WASHINGTON -- Californians, say hello to AB5, soon to be your newest labor law when Democratic Gov. Gavin Newsom signs the bill he backed. You probably know it better as the law that on Jan. 1 will force Uber and Lyft and other gig-economy businesses to treat their workers as employees, not independent contractors. (The companies, bless their hearts, say the legislation clearly allows them to treat workers as contractors and that they'll likely push a referendum in 2020 to overturn it.)

Cue celebration on the left. Many contract workers in California will be eligible not just for the state's $12-an-hour minimum wage (increasing to $15 by 2023), and health benefits if they work more than 29 hours a week (thanks, Obamacare!), unemployment insurance and workers' compensation.

That is, if they still have work. It seems to me that if the law survives as written, the best-case scenario for Uber and Lyft involves these companies aggressively culling all but their highest-performing drivers, who will be herded into assigned shifts in affluent high-traffic areas. The worst-case scenario is that Uber and Lyft close up shop in the state of California. That might explain why Newsom is trying to broker talks where labor unions and ride-hailing and food-delivery companies could agree on separate rules for gig-economy workers.

Yes, you in the back, wearing the Che Guevara T-shirt, I can hear you muttering about how they could "just take a little less in profits." That might be fine for older companies that make heavy use of contractors and have old-fashioned things such as profits. But the gig-economy companies are still hemorrhaging cash. Essentially, Uber and Lyft are a charity dedicated to shuttling people among airports, hotels, WeWork "hot desks" and plates of avocado toast.

They have no surplus value for kindly legislators to redistribute. Having gone public, they can't even run to get more cash from the starry-eyed venture capitalists who funded their losses so profligately.

It is true that these firms (BEG ITAL)aspire(END ITAL) to profitability. The aspiration is even faintly plausible. By aggregating both drivers and passengers into massive networks, rather than the fragmented, hand-crafted dispatch systems of the old-style cab companies, Uber and Lyft actually made ride-hailing much more valuable to both passengers and drivers.

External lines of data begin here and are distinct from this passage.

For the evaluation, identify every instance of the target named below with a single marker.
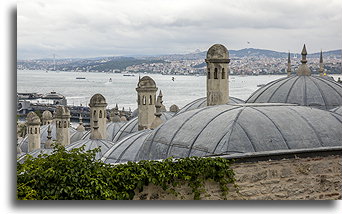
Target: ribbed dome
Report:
(314, 91)
(132, 126)
(90, 144)
(43, 136)
(146, 82)
(126, 149)
(227, 129)
(217, 51)
(202, 102)
(337, 110)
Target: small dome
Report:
(217, 51)
(43, 136)
(314, 91)
(62, 111)
(202, 102)
(47, 115)
(146, 82)
(174, 108)
(32, 119)
(97, 100)
(242, 128)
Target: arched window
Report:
(150, 100)
(215, 73)
(144, 100)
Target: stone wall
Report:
(311, 178)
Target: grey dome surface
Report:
(314, 91)
(337, 110)
(90, 144)
(43, 136)
(126, 149)
(132, 126)
(202, 102)
(112, 129)
(228, 129)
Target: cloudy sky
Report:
(89, 28)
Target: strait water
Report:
(121, 90)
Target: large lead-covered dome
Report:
(202, 102)
(314, 91)
(228, 129)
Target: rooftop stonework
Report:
(97, 100)
(32, 119)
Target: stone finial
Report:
(95, 134)
(174, 108)
(303, 69)
(289, 65)
(160, 100)
(157, 120)
(321, 66)
(80, 126)
(49, 142)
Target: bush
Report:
(77, 175)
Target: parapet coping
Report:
(282, 154)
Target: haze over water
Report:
(122, 88)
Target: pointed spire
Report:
(95, 134)
(321, 66)
(49, 142)
(303, 69)
(304, 53)
(289, 64)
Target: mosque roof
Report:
(202, 102)
(127, 148)
(314, 91)
(132, 126)
(23, 144)
(242, 128)
(337, 110)
(90, 144)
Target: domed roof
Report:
(228, 129)
(202, 102)
(112, 129)
(47, 115)
(97, 100)
(62, 111)
(127, 148)
(43, 136)
(131, 126)
(146, 82)
(90, 144)
(337, 110)
(314, 91)
(32, 119)
(217, 51)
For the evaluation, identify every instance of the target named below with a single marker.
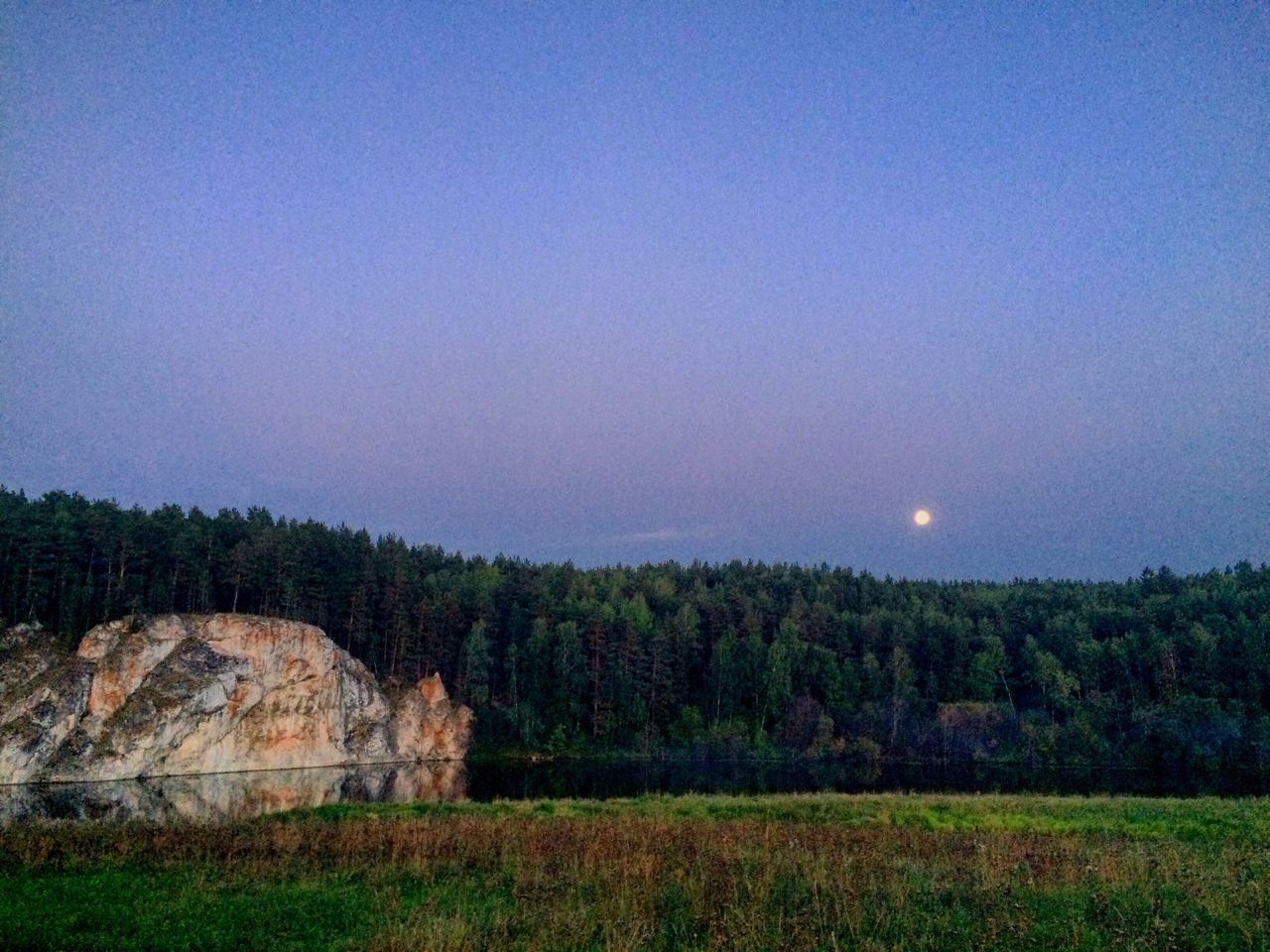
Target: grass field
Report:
(697, 873)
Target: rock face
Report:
(206, 694)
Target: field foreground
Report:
(697, 873)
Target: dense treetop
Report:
(1157, 670)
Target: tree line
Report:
(1161, 670)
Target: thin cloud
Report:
(668, 534)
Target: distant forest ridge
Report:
(1161, 670)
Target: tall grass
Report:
(797, 873)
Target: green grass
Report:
(693, 873)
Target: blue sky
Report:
(631, 282)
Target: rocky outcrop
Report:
(211, 693)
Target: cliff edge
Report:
(206, 694)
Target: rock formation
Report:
(204, 694)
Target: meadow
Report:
(820, 871)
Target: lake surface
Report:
(235, 796)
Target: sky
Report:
(630, 282)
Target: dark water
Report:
(230, 796)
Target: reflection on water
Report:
(234, 796)
(583, 778)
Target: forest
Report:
(1162, 670)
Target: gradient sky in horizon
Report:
(616, 282)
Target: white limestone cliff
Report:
(204, 694)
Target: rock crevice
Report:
(206, 694)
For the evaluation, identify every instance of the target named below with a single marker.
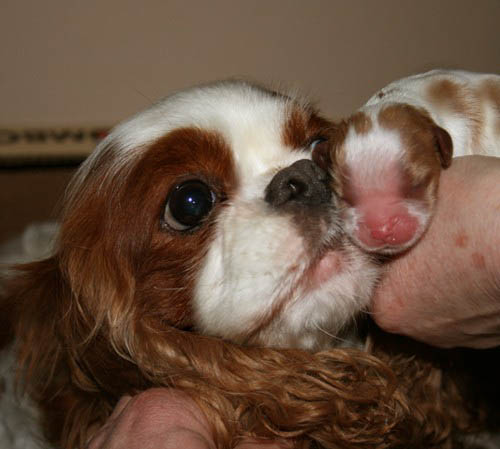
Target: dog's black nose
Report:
(303, 182)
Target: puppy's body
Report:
(389, 154)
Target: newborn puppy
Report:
(204, 213)
(387, 157)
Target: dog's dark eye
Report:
(187, 204)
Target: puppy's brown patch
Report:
(361, 122)
(427, 147)
(489, 91)
(453, 98)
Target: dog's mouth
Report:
(326, 265)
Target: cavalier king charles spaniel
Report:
(202, 247)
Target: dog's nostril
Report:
(296, 188)
(302, 182)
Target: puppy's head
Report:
(205, 212)
(385, 164)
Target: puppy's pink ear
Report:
(444, 145)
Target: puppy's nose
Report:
(303, 182)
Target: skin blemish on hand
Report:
(478, 261)
(461, 240)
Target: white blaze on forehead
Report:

Because it's easier for the two to connect, drivers can pick up fares wherever they happen to be, rather than needing to pull a 12-hour shift cruising rich residential and commercial strips. Meanwhile, passengers can find rides much faster than was possible by calling cab companies to see who had a driver available.

But the flexibility that makes Uber and Lyft so appealing to drivers -- most ride-share drivers are using the services as a part-time gig they can schedule around their regular obligations -- is possible only because of the current compensation structure, which pays per ride. If Uber and Lyft have to pay you $15 an hour whether or not you carry any passengers ... let us just say that the interests of company and driver suddenly diverge rather sharply.

No, if Uber and Lyft drivers are employees, they're going to have to be treated like, you know, employees: assigned regular shifts, in company-determined areas, with productivity targets and regular administrative spot-checks. For some drivers, that's probably preferable to the current arrangement. But for those who valued the option (BEG ITAL)not(END ITAL) to work when they had something more pressing to do, ride-hail driving will no longer be a good deal.

Should those people quit in significant numbers, Uber's and Lyft's networks will shrink, reducing ridership and making the companies less able to pay drivers. That's why I suspect they will either have to cull their networks and intensely supervise what's left, or simply depart for less onerous climes.

One can argue that if they can't make money with their drivers as employees, then the business was never a good one to start with and deserves to die. But the drivers were providing those rides voluntarily -- no one made them turn on the app -- so it was apparently better than whatever their next-best way of earning money was. It was also better for passengers, many of whom will go back to driving their own cars, or staying put, rather than paying higher prices for less convenience.

You can't fault the drivers for wanting to earn more, of course. Nor the California legislature for wanting to give it to them. But given the well-publicized holes in the corporate financial statements, you (BEG ITAL)can(END ITAL) wonder where the heck they thought the money was going to come from.

Follow Megan McArdle on Twitter, @asymmetricinfo.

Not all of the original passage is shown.